卡拉来的时候,纸已经快烧完了,卡拉觉得自己只能看到一个男人的背影,离自己很近,还有隔着男人的那一团不大不小的火焰。卡拉的心里很复杂,她能感觉到一种不甘心,不甘心如此年轻就死去,不甘心自己的男人爱自己其实爱不到殉情的程度,跟梁祝差的太远了,太远了,本想同你一起化蝶,你却选择了偷生的那种感觉,怎么就那么不甘心呢;还有一种舍不得,舍不得人世间的情感,舍不得人世间的亲人,舍不得人世间虽然辛苦却充实的生活;还有一种迷茫,迷茫现在不知道该何去何从。

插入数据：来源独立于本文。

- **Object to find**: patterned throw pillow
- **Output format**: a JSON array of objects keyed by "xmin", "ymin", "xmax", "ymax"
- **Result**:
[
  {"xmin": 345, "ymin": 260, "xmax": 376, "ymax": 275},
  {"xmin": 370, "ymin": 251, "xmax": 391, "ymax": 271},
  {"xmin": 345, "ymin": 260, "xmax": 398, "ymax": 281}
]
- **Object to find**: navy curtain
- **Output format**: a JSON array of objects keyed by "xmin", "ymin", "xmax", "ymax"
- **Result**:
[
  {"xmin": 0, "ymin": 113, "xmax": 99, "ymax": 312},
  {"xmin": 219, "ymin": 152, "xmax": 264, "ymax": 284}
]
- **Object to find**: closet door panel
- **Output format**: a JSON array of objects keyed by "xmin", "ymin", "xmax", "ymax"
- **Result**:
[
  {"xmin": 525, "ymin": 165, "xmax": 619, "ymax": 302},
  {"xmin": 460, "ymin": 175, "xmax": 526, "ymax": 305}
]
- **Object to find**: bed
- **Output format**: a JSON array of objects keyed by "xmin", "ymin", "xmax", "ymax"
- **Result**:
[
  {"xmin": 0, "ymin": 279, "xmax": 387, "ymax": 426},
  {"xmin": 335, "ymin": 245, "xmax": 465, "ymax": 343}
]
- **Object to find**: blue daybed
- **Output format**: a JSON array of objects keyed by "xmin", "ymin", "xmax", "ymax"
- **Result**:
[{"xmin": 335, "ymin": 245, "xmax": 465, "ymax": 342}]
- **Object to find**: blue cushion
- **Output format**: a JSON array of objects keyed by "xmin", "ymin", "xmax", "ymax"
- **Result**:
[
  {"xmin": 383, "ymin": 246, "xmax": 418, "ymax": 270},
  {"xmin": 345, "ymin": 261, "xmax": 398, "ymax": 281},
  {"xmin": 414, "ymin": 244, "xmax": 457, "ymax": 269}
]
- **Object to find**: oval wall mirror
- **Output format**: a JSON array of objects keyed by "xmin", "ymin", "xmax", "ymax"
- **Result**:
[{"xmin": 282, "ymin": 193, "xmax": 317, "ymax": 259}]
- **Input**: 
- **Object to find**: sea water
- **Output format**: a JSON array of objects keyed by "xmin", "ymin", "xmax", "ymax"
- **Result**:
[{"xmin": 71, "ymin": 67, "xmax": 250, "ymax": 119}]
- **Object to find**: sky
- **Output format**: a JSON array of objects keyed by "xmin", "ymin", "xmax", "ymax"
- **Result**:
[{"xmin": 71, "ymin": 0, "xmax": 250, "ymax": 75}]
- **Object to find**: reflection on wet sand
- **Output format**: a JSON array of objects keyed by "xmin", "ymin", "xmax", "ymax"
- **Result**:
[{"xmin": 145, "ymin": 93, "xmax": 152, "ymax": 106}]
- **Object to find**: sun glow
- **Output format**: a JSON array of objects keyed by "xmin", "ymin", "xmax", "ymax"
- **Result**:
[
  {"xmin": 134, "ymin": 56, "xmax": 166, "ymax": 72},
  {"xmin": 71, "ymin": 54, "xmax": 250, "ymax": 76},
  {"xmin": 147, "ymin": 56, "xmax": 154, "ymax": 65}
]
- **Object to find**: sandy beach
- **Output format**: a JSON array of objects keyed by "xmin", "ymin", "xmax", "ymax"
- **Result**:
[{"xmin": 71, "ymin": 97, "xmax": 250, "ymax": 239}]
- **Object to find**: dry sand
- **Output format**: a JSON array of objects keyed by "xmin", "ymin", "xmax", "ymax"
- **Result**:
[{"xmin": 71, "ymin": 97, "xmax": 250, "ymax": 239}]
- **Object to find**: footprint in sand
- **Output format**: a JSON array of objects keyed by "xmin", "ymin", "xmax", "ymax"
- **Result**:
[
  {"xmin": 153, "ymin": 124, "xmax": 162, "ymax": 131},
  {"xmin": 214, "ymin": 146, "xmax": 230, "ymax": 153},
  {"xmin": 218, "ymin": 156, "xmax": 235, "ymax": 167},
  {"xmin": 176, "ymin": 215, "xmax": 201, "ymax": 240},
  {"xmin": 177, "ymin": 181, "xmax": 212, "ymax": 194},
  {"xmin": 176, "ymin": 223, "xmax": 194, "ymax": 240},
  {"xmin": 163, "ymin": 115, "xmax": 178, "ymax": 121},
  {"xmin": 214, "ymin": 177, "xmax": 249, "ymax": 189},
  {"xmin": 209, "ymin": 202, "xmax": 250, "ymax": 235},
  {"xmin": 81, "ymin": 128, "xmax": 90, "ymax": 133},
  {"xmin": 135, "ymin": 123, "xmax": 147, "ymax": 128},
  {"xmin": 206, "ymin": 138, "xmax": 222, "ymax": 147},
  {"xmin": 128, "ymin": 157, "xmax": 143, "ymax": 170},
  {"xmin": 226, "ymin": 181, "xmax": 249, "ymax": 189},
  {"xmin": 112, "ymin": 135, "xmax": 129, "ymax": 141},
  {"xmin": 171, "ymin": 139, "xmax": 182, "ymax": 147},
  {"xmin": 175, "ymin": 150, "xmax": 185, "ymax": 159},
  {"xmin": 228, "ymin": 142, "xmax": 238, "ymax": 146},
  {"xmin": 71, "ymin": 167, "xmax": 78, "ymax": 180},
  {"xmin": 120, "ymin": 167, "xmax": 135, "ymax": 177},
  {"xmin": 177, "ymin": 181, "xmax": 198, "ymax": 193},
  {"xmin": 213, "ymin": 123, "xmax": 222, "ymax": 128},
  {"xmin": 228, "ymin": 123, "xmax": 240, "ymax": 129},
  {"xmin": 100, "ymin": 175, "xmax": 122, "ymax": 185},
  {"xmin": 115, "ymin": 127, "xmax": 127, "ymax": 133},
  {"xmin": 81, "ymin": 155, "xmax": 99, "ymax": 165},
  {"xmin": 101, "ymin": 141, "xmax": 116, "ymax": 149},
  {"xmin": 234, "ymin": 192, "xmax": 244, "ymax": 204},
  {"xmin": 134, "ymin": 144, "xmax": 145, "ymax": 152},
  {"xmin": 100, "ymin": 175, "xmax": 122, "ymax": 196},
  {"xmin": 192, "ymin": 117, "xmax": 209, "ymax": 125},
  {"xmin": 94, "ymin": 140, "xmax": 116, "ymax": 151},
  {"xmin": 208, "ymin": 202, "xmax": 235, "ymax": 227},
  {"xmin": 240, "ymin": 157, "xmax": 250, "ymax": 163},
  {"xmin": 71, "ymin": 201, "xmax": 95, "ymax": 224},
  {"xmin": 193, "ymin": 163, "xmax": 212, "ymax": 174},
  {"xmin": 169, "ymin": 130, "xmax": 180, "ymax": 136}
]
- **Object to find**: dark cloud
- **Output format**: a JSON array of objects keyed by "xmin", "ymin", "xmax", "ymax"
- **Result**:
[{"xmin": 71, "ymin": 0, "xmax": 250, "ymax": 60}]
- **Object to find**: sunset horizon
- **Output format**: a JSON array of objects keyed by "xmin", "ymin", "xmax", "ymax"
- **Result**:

帕斯看到最后突然觉得场景很熟悉,他正在思维里快速搜索着,这时白衣姑娘竟然朝自己这边走来,因为卡拉环顾四周时看见了帕斯,她就一起走了过去,但是在帕斯的眼里,卡拉是那个白衣的鬼魂姑娘!
帕斯吓得脸色发青,年轻男子仍然没有任何烧纸以外的其他动作,帕斯移动不了自己的身体,这时卡拉离帕斯只有9米远,帕斯在自己心中狂问,你是谁?你是谁?你是谁?
卡拉向帕斯投去最亲切的微笑,而在帕斯眼里,却是一只白衣女鬼朝他裂开了血红色的嘴唇!多么凄厉的误会,多么奇美的错过,那时的风也不动了,夜也不想再变得更深,月亮和星星都躲进了黑云里偷偷地注视着他俩。命运的相遇只能继续,没有退路。
从15米到9米,用了36个世纪的时间,沧海桑田在周围更替变化,而两人定格于此,互相对望,却注定错过。卡拉和帕斯都不知道这个事实。
一条青花大蟒慢慢地从地平线爬来,惊起了一片黑蝴蝶,梦巫维拉在杜鸦小木屋里,手中摆弄着一只纯黑色的水晶球,水晶球里的卡拉和帕斯还远远没有相遇:她在妈妈的子宫里抱怨着没有投胎到盎格鲁撒克逊家族;他在自己的婴儿床上看见了一位穿着黑色棉服的圣诞老人,老人对他说了一句话,他开始哇哇大哭,他的妈妈推开房门的一刻,一切又都消失成一团黑雾。水晶球外,维拉自己也沉沉地睡去了。
维拉知道在梦里她是可以为所欲为的,梦是梦巫的世界,而维拉的世界中只有一个梦巫,那就是维拉,维拉从来不去思考是不是还会有其他的梦巫,她只知道,在她所有的梦中,她是唯一的主人!
100多个不同年龄段的大小维拉围绕着她,她看着她们在自己诞生成长的小山上下忙碌生活,自己就觉得很踏实。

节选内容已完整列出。